Aetiology

The human immunodeficiency retroviruses can be broadly divided into two groups: HIV-1 and HIV-2, both of which cause AIDS. Infection with HIV-1 is associated with a progressive decrease in CD4 count and an increase in HIV viral load leading to clinical AIDS. The stage of infection can be determined by measuring the patient's CD4 count and correlating clinical findings, such as AIDS-defining illnesses. HIV-2 infection has a more indolent course and is largely limited to West Africa and countries with links to West Africa (e.g., Portugal, Spain, India).[16] Within the main types of HIV viruses there are many genetically distinct subgroups as the virus mutates and changes over time.

Human immunodeficiency retroviruses infect and replicate primarily in human CD4 T cells and macrophages. HIV can be transmitted via blood, blood products, sexual fluids, other fluids containing blood, and breast milk. Most adults are infected with HIV through sexual contact or injection drug use. Sexual intercourse is the most common, albeit inefficient, mode of HIV transmission. The risk of transmission per exposure is low; estimates are on the order of 0.1% per contact for heterosexual transmission, but this varies considerably and increases with concurrent ulcerative sexually transmitted infections (STIs), high HIV viral load, and lack of antiretroviral therapy (ART).[17][18]​​

Pathophysiology

The virus gains entry to the cells by attaching to the CD4 receptor and a co-receptor (CCR5 or CXCR4) via its envelope glycoproteins. It is called a retrovirus because it encodes the enzyme reverse transcriptase, allowing a DNA copy to be made from viral RNA. The reverse transcriptase enzyme is inherently error-prone, resulting in a high rate of HIV mutation, which can lead to viral diversity, selection of diverse variants, and ultimately to viral resistance in those on treatment.[19]

Once integrated into the cellular DNA the provirus resides in the nucleus of infected cells and can remain quiescent for extended periods of time. Alternatively it can become transcriptionally active (especially where immune activity is occurring) and can use the human host cell machinery to replicate itself. Viral RNA is then spliced singly or multiply to make a variety of structural and regulatory and accessory proteins. Viral proteases further process proteins and mature viral particles are formed when the virus buds through the host cell membrane.

Within a few weeks of infection there is a high level of viral replication in the blood that can exceed 10 million viral particles per microlitre of plasma. There is a concomitant decline in CD4 T cells. However, an immune response to HIV develops that curtails viral replication, resulting in a decrease in viral load and a return of CD4 T-cell numbers to near normal levels. The immune control is thought to be dependent on killer T cells and neutralising antibodies. Depending on how effective this control is, the viral load is known as the set point and this is thought to be prognostic of natural history outcomes for the person.[20]

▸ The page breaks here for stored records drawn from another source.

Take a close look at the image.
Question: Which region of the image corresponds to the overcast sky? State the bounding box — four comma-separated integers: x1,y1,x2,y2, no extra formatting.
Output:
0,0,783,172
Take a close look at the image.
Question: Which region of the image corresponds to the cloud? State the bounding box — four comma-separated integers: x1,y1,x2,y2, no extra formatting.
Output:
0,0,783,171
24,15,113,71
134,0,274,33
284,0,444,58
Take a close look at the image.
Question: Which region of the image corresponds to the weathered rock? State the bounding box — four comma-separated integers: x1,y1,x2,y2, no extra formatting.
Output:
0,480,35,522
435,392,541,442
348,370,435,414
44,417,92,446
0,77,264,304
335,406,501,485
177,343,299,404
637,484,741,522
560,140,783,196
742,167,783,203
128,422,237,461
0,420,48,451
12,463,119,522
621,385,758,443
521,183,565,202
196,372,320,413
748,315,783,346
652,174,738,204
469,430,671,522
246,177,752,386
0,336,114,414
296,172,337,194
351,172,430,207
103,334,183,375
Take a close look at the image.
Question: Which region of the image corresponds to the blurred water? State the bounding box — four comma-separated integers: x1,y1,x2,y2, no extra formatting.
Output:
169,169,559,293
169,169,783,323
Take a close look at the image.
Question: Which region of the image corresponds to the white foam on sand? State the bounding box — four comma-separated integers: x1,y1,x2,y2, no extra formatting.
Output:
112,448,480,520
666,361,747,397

Research suggests that the host's initial response to infection with HIV is critical and genetically determined. A small number of patients show unusually slow or no immune damage. These long-term controllers are being carefully studied with the hope of developing immune-based therapies for HIV.

Classification

HIV subtypes[3][4][5]

HIV belongs to the genus Lentivirus of the family Retroviridae and has been divided into two types.

HIV type 1 (HIV-1)

  • HIV-1 is the virus responsible for the global epidemic. There are three major groups within HIV-1:

    • Group M (major, which includes clades A, B, C, D, and L)

    • Group N (non-M and non-O)

    • Group O (outlier)

  • Clade B is the commonly occurring virus in Europe and the US. Clades A, C, and D predominate in Africa, clades B and AE (a circulating recombinant form) in Asia, and clade B in South America.[3]

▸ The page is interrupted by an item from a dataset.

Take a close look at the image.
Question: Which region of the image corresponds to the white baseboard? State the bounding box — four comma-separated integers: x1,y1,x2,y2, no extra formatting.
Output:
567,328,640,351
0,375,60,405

  • Globally, subtype C accounted for 46.6% of all HIV cases between 2010 and 2015, followed by subtype B (12.1%), subtype A (10.3%), subtype CRF02_AG (7.7%), subtype CRF01_AE (5.3%), subtype G (4.6%), subtype D (2.7%), and subtypes F, H, J, and K (0.9% combined).[6]

  • Subtype L was discovered in 2019 from samples taken in the Democratic Republic of the Congo in 2001.[7]

  • Subtype VB (virulent subtype B) was discovered in the Netherlands in 2022.[8]

HIV type 2 (HIV-2)

  • HIV-2 is less pathogenic and restricted in the most part to West Africa and countries with links to West Africa (e.g., Portugal, Spain, India).[3][9]